Two others ended just like any bad breakup would end in civilian life. Lots of cursing, nasty emails and texts and the requisite "F U, I don't need you, look at me now" drunk communications that resulted me in blocking them.
One ended because she found a really great dude and she couldn't hide her excitement about this age appropriate guy. I have to admit, the dude is an awesome guy. Open minded, smart, good career, and is kind to her. Few years later, they're a steady item and I'm friends with them although her and I are taking our secret to the death. I suspect he knows, but no one talks about it and I do my absolutely best to never ever be too familiar with her or talk about past experiences.
One is still going (albeit, no arrangement for the last two years) and is my live in SO with white picket fence and minivan plans on the horizon. She pulled the trigger and said "This has to stop, we either date for real or I'm going to have to disappear and try and forget I met you".
My advice to the community is this:
- If you're looking at an arrangement because you think its a better deal than seeing pros, seriously, just stick to seeing pros.
- If you like your life the way it is with your wife/gf/etc, then stay away from an arrangement because feelings are going to develop.
- Pick a woman that matches your lifestyle in terms of drinking habits, drugs, schedule.

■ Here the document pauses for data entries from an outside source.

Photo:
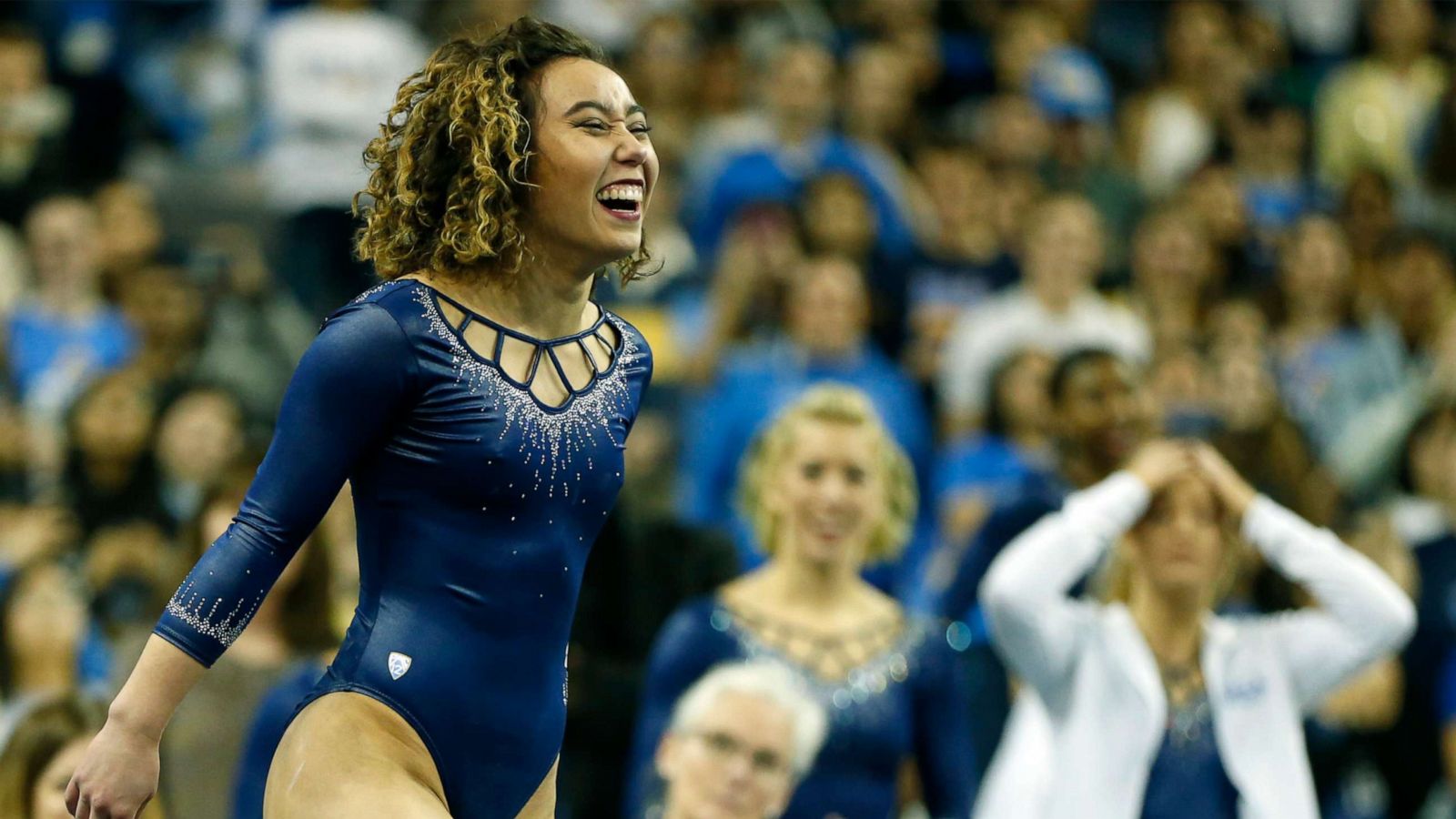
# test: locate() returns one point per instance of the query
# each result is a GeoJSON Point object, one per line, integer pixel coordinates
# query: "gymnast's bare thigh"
{"type": "Point", "coordinates": [349, 755]}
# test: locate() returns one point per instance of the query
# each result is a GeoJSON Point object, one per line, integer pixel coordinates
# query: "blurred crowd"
{"type": "Point", "coordinates": [1252, 205]}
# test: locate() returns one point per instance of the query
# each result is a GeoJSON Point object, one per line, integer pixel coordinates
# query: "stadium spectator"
{"type": "Point", "coordinates": [824, 339]}
{"type": "Point", "coordinates": [1055, 309]}
{"type": "Point", "coordinates": [34, 116]}
{"type": "Point", "coordinates": [1370, 113]}
{"type": "Point", "coordinates": [329, 73]}
{"type": "Point", "coordinates": [41, 746]}
{"type": "Point", "coordinates": [739, 742]}
{"type": "Point", "coordinates": [65, 334]}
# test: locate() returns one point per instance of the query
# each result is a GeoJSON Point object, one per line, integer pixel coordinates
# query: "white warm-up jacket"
{"type": "Point", "coordinates": [1099, 683]}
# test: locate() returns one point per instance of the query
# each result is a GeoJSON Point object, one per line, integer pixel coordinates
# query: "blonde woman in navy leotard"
{"type": "Point", "coordinates": [478, 404]}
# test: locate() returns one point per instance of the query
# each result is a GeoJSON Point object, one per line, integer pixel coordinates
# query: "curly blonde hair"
{"type": "Point", "coordinates": [450, 169]}
{"type": "Point", "coordinates": [830, 404]}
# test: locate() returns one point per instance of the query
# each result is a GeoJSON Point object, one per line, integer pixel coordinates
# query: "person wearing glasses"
{"type": "Point", "coordinates": [739, 743]}
{"type": "Point", "coordinates": [827, 491]}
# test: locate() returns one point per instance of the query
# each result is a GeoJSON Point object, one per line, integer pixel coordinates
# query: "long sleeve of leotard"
{"type": "Point", "coordinates": [943, 732]}
{"type": "Point", "coordinates": [349, 387]}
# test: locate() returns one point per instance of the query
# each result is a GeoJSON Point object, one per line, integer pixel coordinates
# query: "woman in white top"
{"type": "Point", "coordinates": [1157, 705]}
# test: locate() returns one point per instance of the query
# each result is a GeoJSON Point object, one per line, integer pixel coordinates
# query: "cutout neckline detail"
{"type": "Point", "coordinates": [597, 372]}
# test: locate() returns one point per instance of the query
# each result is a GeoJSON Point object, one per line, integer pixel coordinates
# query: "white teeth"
{"type": "Point", "coordinates": [631, 193]}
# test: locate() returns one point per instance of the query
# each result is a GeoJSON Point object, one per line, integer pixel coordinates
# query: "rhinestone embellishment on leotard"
{"type": "Point", "coordinates": [194, 610]}
{"type": "Point", "coordinates": [551, 440]}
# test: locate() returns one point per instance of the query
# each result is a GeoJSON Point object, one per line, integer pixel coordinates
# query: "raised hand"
{"type": "Point", "coordinates": [1227, 482]}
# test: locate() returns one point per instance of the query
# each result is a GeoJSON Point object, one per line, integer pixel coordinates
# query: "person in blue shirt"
{"type": "Point", "coordinates": [478, 402]}
{"type": "Point", "coordinates": [824, 339]}
{"type": "Point", "coordinates": [826, 490]}
{"type": "Point", "coordinates": [801, 146]}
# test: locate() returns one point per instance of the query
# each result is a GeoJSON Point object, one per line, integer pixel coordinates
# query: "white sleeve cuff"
{"type": "Point", "coordinates": [1113, 506]}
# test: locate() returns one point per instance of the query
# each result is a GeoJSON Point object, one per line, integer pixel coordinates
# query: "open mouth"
{"type": "Point", "coordinates": [622, 200]}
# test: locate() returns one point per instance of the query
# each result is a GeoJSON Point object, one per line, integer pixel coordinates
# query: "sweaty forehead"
{"type": "Point", "coordinates": [570, 80]}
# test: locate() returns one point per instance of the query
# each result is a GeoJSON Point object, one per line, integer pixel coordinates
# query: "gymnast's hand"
{"type": "Point", "coordinates": [118, 775]}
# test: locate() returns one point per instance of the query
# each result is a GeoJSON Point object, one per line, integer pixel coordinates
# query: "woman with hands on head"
{"type": "Point", "coordinates": [1162, 709]}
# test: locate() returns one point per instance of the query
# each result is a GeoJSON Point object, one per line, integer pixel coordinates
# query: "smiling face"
{"type": "Point", "coordinates": [733, 763]}
{"type": "Point", "coordinates": [594, 167]}
{"type": "Point", "coordinates": [827, 496]}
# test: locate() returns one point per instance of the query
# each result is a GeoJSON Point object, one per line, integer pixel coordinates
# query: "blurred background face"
{"type": "Point", "coordinates": [839, 217]}
{"type": "Point", "coordinates": [47, 614]}
{"type": "Point", "coordinates": [1215, 194]}
{"type": "Point", "coordinates": [829, 309]}
{"type": "Point", "coordinates": [733, 763]}
{"type": "Point", "coordinates": [130, 227]}
{"type": "Point", "coordinates": [1369, 212]}
{"type": "Point", "coordinates": [1172, 257]}
{"type": "Point", "coordinates": [1023, 392]}
{"type": "Point", "coordinates": [1433, 452]}
{"type": "Point", "coordinates": [829, 496]}
{"type": "Point", "coordinates": [800, 86]}
{"type": "Point", "coordinates": [1401, 29]}
{"type": "Point", "coordinates": [1315, 268]}
{"type": "Point", "coordinates": [1016, 131]}
{"type": "Point", "coordinates": [1417, 286]}
{"type": "Point", "coordinates": [114, 420]}
{"type": "Point", "coordinates": [878, 98]}
{"type": "Point", "coordinates": [1196, 31]}
{"type": "Point", "coordinates": [65, 244]}
{"type": "Point", "coordinates": [48, 796]}
{"type": "Point", "coordinates": [200, 438]}
{"type": "Point", "coordinates": [1101, 413]}
{"type": "Point", "coordinates": [1178, 545]}
{"type": "Point", "coordinates": [167, 307]}
{"type": "Point", "coordinates": [1023, 36]}
{"type": "Point", "coordinates": [22, 70]}
{"type": "Point", "coordinates": [1063, 248]}
{"type": "Point", "coordinates": [960, 187]}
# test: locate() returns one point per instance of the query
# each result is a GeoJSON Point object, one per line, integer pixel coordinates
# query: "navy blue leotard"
{"type": "Point", "coordinates": [907, 702]}
{"type": "Point", "coordinates": [477, 506]}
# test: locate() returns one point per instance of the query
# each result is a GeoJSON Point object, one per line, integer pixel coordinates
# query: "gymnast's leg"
{"type": "Point", "coordinates": [349, 755]}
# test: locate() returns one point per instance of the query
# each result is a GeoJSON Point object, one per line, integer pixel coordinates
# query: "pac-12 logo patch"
{"type": "Point", "coordinates": [399, 663]}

I could not keep up with the 22 year old bartender who went to after hours bars every chance she could.
- It's really fun, and I have to tell you, you're going to want to spoil her with new experiences and gifts. There's allowance budget, and entertainment budget. I'm normally prudent and relatively cheap actually on civilian dates, but something about this type of arrangement made me want to splurge and show her new experiences. I can't understand why, it just happened.
- Be honest with her about your financial budget. All my arrangements, with the exception of two of them, have been incredibly frugal and paid attention to what 'we' spent together. She knows you're not Jeff Bezos rich, and someone decent will take care of you too. Pick a woman who is financially sound so if you break up with her, you know she'll be okay. I'd really drill into this because nothing sucks more than wanting out of something but staying in it for months at a time because you don't want to be a dick and screw up her mortgage/rent payments/tuition schedule, etc. Almost all my relationships, after a while, they conversation of "what should I do with my money" has come up and its your chance to help set her up for the future.
- You get what you put into it. If you treat her like an employee, she'll treat you like a manager. If you're a shitty manager, well, you're going to have a bad time.
- Its a real relationship with boundaries and rules around money and time. Expect to be there for each other because life happens: people die, people lose their job, people have health problems and the allowance doesn't excuse either of you from some normal human duties to each other.